Thank you for taking the time to pick up the May-June 2017 issue of the Journal of Swine Health and Production (JSHAP) and for flipping to the message pages. I can sometimes sit for hours trying to put together my message for you and sometimes I can whip the message off like a breeze. This does often depend on my own creativity, or lack thereof. I do typically like to focus the May-June issue on the activities of the journal’s editorial board because I usually write this editorial on the heels of the American Association of Swine Veterinarians (AASV) Annual Meeting. During this past AASV Annual Meeting I spoke to a few members at the meeting who were kind enough to mention to me that they enjoy reading the message pages of the journal. Thank you for that. It is nice to know, and hear, that the messages are read and enjoyed. With that in mind, if there are any topics you would like to see or read about in the message pages, please do not hesitate to contact the journal office and share your ideas. And, below, I am going to ask you to send in a note or two about your own professional and non-professional activities or stories to share with me.
But, first a quick word about the editorial board of the journal.
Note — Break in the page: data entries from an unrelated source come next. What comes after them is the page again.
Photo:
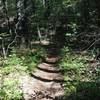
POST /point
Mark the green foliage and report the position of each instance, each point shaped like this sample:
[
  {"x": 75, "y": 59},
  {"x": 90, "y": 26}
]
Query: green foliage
[{"x": 81, "y": 77}]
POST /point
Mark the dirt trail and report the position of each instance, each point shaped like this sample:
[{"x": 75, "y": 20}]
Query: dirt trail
[{"x": 45, "y": 83}]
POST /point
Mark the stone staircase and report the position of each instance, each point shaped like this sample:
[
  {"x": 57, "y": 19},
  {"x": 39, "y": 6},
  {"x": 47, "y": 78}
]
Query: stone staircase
[{"x": 51, "y": 79}]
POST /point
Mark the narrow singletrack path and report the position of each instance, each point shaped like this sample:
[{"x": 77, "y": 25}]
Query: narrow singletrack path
[{"x": 46, "y": 81}]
The editorial board works hard reviewing manuscripts and I had the opportunity, once again, to meet with the editorial board members face-to-face at the AASV Annual Meeting in Denver. I cannot say thank you enough to all of our editorial board members, journal staff, and reviewers for their hard work putting together such a valuable journal. The journal had a healthy number of manuscript submissions this year and the hard work of the editorial board, journal staff, and authors is reflected in the recent increase in our impact factor rating. I have talked about the journal’s impact factor in the past and would like to bring your attention to the journal’s impact factor again. While the impact factor of a journal can sometimes be a misleading representation of a journal’s “worth,” it is nonetheless an important metric in the scientific journal world. I am pleased to share with you that again, for the current reporting period, the journal’s impact factor has increased. The current impact factor is 1.277 and represents another all-time high for impact factor rating for the journal. This now puts JSHAP’s rating in the veterinary sciences category at 38/138. If you need a refresher of how this impact factor rating is calculated, please visit my editorial from the May-June 2016 issue.1
What does 2017 have in store for your calendar? I know there are quite a few people in our membership who do exciting and challenging things within and outside of veterinary medicine that have an impact on their lives and those around them. Perhaps it ranges from being a first-time parent or grandparent, a coach, doing volunteer work or charity work, or maybe you are on some other journey of self improvement? Aside from my usual professional responsibilities, for me, late 2016 and early 2017, has started me on a journey of training for long distance running. I never thought of myself as a runner. But here I am with two ½-marathons (13.1 miles [21.1km]) under my belt with a 19-mile (31km) race coming up in 3 weeks. Yikes! Maybe I will consider putting a full marathon on my to-do list - maybe! I write quite a bit about my own experiences in my messages but I am interested in hearing about your stories, goals, and successes and how you got there or plan to get there. For me, the running started on a whim. I am an avid hockey player and equestrian and in my “spare time” I added running to the mix. What a challenge! It is so very different from participating in a team sport or from a sport such as equestrian events that involve an animal with his or her own agenda. It has been a challenge for me to chip away at this type of athletic training (I am not in my 20s anymore!) but the reward of crossing the finish line is very satisfying. If you are not too shy, share your stories and send them into the journal office!
1. O’Sullivan T. Shout-out! [editorial]. J Swine Health Prod. 2016;24:129.